Dave Thornley has gone all Gaga and actually missed the Terriers getting turned over by Vincent Company’s new look Clarets.

Anyway, the man himself writing on behalf of Clarets Mad muses and asks the question; “It’s been quite a while, how was your mid-summer break from football?”

Much has happened since my last posting: we’ve had Paul at Glastonbury; heatwaves; Baz-Ball; Lionesses; travel chaos and Boris Johnson’s abuses of power finally proving beyond the pale for even Tory MPs to tolerate.

In the narrower confines of Burnley Football Club; the rate at which both incoming and outgoing transfer deals have been done has resembled a Wall Street bull market. For Vincent Kompany there has been no cosy settling-in period; no time to sniff the air, familiarise himself with his surroundings and hang the family pictures on the office wall.

From day one there were deals to be done and a whole new team to create virtually from scratch.

With Dwight McNeil becoming the latest to follow Tarkowski, Mee, Pope, Collins, Hennessy and Weghorst (have I missed anyone out?) through the exit door – with Maxwel Cornet almost certain to follow – there was a distinct lack of familiarity to the Clarets’ opening fixture of the 2022-23 season.

An unfamiliar month for football – July; an unfamiliar day – Friday; an unfamiliar division – the Championship; an unfamiliar venue - Huddersfield’s John Smith Stadium – and an unfamiliar team line-up playing in an unfamiliar formation for an unfamiliar manager.
After the reassuring consistency of the Sean Dyche era, all this felt so very un-Burnley; we are a club which prides itself on its continuity and its traditions. We are not Watford; indeed, we are the Anti-Watford.

Now a confession; the descriptions of play which follow have been gleaned from second hand sources, for while the game was being played, I was in London with my daughter experiencing Lady Gaga at the Tottenham Hotspur stadium, a venue I hope to revisit next season in its more traditional format to watch Burnley.

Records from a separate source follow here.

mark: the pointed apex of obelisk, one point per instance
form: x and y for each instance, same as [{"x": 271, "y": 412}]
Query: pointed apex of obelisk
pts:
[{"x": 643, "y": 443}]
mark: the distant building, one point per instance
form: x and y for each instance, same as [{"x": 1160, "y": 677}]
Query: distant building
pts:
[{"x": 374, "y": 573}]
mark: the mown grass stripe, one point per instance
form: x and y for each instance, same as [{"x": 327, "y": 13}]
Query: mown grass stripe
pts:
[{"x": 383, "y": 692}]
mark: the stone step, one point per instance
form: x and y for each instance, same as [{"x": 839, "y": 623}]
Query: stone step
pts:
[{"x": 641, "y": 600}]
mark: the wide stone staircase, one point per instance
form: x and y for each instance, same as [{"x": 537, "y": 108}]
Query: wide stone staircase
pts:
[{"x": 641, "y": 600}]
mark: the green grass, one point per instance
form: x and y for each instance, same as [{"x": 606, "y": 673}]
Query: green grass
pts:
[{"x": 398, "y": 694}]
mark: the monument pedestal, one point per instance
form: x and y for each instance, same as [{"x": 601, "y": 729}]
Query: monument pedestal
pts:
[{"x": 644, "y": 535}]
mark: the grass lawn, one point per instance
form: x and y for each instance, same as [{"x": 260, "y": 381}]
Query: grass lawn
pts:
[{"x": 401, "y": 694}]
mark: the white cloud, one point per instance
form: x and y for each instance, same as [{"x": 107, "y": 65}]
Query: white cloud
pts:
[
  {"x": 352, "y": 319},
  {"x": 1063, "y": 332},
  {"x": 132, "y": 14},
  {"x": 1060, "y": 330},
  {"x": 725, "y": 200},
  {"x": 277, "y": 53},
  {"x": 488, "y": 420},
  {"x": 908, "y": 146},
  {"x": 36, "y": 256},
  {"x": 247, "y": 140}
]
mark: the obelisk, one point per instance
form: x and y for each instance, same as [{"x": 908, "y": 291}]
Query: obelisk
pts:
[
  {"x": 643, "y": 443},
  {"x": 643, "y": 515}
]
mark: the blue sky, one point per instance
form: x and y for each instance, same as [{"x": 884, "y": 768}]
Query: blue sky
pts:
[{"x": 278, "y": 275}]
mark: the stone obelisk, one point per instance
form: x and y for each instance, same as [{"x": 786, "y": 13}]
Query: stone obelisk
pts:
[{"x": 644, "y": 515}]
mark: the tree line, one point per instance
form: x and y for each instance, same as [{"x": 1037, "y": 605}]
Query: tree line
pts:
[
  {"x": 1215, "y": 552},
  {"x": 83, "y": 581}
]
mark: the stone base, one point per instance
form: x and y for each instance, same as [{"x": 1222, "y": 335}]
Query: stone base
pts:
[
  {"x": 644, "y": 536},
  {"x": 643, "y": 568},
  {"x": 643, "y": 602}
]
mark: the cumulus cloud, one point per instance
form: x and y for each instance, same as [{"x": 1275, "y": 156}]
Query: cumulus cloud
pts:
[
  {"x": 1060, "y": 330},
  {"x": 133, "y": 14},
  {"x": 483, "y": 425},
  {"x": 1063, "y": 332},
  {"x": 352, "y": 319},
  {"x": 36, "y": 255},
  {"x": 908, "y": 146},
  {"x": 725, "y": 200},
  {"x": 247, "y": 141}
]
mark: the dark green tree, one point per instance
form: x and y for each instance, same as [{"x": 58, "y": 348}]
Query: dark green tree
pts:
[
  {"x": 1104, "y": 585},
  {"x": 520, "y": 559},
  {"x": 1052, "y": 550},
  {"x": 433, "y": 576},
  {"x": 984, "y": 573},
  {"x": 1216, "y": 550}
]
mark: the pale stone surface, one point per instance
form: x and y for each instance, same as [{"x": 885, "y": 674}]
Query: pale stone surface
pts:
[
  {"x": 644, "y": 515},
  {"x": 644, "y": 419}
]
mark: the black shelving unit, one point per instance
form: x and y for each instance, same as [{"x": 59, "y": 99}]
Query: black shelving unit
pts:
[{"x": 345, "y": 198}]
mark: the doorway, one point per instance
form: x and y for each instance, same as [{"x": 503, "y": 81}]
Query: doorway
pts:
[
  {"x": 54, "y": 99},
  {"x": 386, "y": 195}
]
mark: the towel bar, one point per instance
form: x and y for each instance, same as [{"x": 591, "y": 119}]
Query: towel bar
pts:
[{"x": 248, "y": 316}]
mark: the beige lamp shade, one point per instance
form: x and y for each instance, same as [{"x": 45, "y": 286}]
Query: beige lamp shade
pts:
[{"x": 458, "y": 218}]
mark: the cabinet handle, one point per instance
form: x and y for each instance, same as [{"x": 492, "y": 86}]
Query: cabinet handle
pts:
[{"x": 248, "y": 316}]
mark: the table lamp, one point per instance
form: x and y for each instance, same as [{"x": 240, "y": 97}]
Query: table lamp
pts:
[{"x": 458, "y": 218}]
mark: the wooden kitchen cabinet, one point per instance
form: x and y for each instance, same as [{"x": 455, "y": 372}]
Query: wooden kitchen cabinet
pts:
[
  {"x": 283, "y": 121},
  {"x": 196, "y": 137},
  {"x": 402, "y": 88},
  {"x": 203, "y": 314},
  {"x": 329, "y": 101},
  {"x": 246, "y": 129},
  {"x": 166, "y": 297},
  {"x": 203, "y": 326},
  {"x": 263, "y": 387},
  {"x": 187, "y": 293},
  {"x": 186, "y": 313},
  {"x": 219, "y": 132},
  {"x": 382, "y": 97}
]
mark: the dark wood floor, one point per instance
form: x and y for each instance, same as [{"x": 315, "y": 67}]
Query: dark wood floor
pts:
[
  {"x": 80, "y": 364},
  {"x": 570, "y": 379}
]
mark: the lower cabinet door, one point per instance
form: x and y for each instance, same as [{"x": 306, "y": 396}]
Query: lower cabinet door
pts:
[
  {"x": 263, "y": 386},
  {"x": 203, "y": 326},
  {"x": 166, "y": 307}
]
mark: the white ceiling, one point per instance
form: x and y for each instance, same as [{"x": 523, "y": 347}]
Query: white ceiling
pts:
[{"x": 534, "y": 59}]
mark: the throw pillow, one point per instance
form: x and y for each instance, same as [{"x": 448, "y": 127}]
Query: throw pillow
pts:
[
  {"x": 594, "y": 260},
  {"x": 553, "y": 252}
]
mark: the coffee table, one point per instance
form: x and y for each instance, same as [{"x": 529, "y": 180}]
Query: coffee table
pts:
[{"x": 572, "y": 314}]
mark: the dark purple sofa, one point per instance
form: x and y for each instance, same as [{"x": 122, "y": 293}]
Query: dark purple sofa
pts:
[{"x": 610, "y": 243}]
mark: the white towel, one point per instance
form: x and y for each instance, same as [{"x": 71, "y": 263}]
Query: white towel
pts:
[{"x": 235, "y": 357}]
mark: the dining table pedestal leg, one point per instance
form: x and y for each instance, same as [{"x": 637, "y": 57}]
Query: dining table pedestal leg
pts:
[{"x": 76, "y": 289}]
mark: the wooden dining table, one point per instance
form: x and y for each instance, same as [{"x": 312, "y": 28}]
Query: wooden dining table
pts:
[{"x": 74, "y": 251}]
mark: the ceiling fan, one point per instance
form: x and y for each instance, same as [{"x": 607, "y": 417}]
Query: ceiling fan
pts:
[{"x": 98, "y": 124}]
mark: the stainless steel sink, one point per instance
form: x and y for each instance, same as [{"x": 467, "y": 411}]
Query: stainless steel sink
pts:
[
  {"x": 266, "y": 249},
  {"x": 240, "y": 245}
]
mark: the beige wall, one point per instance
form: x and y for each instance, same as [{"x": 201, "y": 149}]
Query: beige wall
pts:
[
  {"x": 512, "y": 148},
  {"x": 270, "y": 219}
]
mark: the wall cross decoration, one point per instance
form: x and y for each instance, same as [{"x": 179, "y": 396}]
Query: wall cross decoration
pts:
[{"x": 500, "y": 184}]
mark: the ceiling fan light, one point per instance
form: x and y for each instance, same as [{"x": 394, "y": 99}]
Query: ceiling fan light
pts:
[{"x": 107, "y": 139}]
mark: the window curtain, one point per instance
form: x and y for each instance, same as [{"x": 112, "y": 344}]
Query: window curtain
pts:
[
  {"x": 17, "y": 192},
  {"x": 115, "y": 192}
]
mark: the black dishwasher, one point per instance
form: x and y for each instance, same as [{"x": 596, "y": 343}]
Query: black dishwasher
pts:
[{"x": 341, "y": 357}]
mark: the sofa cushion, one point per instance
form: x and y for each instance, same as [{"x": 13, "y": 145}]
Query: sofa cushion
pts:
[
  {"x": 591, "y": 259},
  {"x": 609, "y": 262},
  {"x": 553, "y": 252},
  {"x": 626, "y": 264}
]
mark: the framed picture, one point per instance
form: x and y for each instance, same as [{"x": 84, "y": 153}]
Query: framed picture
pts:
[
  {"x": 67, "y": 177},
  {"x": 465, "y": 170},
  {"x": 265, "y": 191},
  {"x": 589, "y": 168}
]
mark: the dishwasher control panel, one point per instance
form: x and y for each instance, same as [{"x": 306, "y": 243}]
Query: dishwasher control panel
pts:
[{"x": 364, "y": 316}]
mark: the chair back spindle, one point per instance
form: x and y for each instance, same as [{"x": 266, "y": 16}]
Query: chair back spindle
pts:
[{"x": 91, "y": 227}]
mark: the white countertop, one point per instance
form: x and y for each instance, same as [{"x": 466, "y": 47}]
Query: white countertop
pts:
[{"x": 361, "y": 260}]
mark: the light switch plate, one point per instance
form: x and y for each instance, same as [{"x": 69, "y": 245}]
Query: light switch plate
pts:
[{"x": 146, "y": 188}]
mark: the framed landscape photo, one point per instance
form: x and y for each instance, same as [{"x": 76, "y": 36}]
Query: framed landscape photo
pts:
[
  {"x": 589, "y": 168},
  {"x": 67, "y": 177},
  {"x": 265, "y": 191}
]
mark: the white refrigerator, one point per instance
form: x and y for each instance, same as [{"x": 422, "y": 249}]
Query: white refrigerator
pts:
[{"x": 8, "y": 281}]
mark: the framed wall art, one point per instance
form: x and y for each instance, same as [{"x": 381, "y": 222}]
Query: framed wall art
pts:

For that to happen (unless Spurs suffer a cataclysmic season) the Clarets need to secure promotion with this largely youthful, callow, and inexperienced set of players assembled with purpose but in haste by a manager untried at this level.

Fortunately, the early signs were probably beyond most Clarets fans’ wildest expectations. Burnley 2.0, Kompany’s Burnley, passed the ball around with fluency, imagination, and poise; cherishing possession and using it to construct a series of dangerous attacks.
Burnley held possession of the ball for 70 per-cent of the game’s duration – yes, it’s true - seventy percent!

They outshot their opponents (who were the home team, remember) by 16 to 2 with an on-target ratio of 7 to zero.
But as we have all been fond of reminding any and all throughout Burnley’s time in the Premier League, the only statistic that matters is the score-line, and for such domination of the ball to mean anything at all, it must yield goals and points.

Fortunately, at about the same time that I was watching Lady Gaga belt out “Poker Face”, one of those bright, young new additions to the Clarets’ family, Ian Maatsen was calmly slotting the ball into the corner of Huddersfield’s goal, following a move which involved a neat passing interchange and a clever dummy from Ashley Barnes – whose appearance provided a reassuring presence for the travelling Burnley supporters.

Another of the new arrivals, Josh Cullen was impressive in midfield and the deployment of Charlie Taylor in the centre of defence and Jack Cork in the “Fernandinho role” as a holding midfield player,
were unexpected tactical nuances which worked to great effect, another surprise was the selection of Dara Costelloe in attack. A statement, surely, that Kompany is keen to give youth its chance.

It is, of course, a long season ahead and there will inevitably be matches where the football doesn’t flow so smoothly, and results need to be ground out. The relentless churn of matches will weigh heavily on young limbs and the cockiness and confidence of youth can, at those times, give way to uncertainty and anxiety. Managing the team through those periods will test Kompany’s expertise as he seeks to graft resilience onto the skill demonstrated on Friday night.

But let us not concern ourselves with such matters just yet, let us instead enjoy an important victory achieved in a manner not seen, but craved for, throughout the majority of Burnley’s time in the Premier League.

It’s the Hatters up next, I wonder who Alan West will be rooting for? I hope he can say a little prayer for us too! (TEC.)